Today we went to White Sands, New Mexico. The dunes were amazing and a sight to behold. I thought that my feet would burn due to the heat. I was pleasantly surprised to realize that the sand is cool at the dunes and I enjoyed walking barefoot as the family climbed mountains of sand only to sled down the slopes. We all laughed and enjoyed our time together.
It may look easy, but climbing to the top of a dune is a difficult task. My feet sank into the beautiful white scene, and the sand gave way underneath my feet offering me no support as I attempted to climb to the top. It is often frustrating and overwhelming when trying to complete such a lofty venture. My body doesn’t move like it did when I was twenty.

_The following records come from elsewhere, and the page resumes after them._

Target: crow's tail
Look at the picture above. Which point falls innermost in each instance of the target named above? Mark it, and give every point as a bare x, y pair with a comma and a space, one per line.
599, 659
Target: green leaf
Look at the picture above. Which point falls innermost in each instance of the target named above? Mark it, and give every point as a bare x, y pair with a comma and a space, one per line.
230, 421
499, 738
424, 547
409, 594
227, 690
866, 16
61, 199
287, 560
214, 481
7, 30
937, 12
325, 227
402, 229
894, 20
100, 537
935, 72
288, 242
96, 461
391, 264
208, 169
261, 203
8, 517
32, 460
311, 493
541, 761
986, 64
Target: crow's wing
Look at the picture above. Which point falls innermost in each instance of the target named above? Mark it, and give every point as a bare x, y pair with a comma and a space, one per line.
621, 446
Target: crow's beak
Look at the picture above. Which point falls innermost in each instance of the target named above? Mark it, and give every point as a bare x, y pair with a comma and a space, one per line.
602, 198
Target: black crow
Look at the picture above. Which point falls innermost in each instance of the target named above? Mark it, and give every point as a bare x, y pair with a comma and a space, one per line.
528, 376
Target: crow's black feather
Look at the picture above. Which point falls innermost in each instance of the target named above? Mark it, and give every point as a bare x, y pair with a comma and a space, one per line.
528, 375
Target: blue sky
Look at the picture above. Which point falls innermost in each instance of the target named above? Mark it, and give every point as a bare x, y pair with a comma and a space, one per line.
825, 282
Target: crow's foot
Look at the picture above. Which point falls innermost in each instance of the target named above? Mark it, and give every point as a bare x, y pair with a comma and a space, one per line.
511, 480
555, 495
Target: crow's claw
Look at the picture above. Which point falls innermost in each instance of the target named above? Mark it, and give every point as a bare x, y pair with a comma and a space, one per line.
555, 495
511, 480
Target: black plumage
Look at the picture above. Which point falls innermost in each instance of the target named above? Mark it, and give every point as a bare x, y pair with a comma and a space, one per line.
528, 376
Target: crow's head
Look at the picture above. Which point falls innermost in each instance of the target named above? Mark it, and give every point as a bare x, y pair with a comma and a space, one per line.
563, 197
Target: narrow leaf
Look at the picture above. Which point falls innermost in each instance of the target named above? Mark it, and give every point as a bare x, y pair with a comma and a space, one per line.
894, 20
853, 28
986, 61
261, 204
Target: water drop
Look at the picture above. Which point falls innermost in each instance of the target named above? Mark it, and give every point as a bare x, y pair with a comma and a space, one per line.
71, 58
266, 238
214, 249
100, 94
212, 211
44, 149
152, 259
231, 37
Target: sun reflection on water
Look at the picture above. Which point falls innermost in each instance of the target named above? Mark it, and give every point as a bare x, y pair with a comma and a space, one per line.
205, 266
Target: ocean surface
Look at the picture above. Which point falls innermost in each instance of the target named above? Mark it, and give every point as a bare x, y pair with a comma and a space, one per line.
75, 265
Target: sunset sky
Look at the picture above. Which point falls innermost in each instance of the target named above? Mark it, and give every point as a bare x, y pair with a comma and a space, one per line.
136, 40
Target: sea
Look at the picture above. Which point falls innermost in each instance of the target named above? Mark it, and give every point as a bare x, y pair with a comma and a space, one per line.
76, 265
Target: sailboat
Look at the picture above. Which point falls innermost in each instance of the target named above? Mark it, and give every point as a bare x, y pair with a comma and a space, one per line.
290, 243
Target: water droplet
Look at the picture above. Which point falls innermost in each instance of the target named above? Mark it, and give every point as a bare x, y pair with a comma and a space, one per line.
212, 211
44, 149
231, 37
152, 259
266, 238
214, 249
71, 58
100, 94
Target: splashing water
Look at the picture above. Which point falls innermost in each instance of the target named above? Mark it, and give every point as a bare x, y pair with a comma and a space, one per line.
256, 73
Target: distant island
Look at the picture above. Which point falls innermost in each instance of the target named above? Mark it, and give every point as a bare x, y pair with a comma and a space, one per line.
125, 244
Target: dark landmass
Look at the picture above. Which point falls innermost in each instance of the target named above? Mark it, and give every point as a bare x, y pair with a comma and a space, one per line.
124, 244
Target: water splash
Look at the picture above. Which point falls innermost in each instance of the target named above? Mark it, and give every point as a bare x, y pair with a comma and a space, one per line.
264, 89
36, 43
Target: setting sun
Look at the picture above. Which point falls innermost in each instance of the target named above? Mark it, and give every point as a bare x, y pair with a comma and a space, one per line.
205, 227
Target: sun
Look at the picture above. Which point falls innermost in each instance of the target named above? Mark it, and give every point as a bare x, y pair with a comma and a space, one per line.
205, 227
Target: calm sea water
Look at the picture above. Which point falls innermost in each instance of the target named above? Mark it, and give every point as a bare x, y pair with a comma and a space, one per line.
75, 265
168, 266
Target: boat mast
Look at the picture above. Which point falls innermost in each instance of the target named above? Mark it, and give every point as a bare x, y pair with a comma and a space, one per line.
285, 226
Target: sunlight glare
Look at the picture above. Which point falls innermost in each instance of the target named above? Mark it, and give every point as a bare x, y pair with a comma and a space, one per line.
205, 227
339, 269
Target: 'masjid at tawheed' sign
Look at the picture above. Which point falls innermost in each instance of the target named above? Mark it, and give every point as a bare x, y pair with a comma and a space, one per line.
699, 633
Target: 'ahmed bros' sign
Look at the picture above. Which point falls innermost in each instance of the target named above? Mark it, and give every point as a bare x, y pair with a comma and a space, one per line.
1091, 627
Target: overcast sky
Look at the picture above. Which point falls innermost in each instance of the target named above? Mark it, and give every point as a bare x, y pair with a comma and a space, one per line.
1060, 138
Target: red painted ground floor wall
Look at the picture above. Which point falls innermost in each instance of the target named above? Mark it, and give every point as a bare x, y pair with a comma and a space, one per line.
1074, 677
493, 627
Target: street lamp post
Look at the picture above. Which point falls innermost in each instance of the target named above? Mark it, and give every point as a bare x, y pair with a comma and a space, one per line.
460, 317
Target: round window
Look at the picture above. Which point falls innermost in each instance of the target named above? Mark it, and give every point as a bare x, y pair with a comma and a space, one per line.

My son, an eleven-year-old ball of energy ran gratefully towards the sandy mountain, anxious to get to the top and slide down as fast as he could. As he began climbing, he experienced the difficulties of maneuvering his way up and down the hills. I reached the top as quickly as I could and started cheering him on. I kept reassuring him that I knew that he could do it, and not to give up. When he made it to the top, there was an expression of complete joy and triumph that ran across his face. He made it, and we had a celebration at the top.
This son of mine accomplished something that was unthinkable a few years ago. He tested his body, and it came through. No bleeding, no aftershocks as a result of attempting something completely out of his capabilities. To anyone else looking on, it was a simple climb by a boy who should do this kind of thing in his sleep. My son struggles to build up strength that he lost after spending a year in a wheelchair. With time, it gets better and better.
Today, I am grateful for my amazing son, as he continues to teach me lessons about the human struggle. I learn how to be bold and test the limits of what I think is possible. He reminds me to reach for goals, even after a time of struggle. Praise be to God that we can learn from the youngest to the oldest. Everyone is here possessing a special gift that, when shared, makes the world a better place.
Oh, and we named the white and sandy mountain. We call it “Mount Midge,” in my son’s honor. That is a family nickname that we call him. Today, he claimed victory over his mountain of struggles to stand at the top of a dune and look at the mountains in the distance, begging for discovery.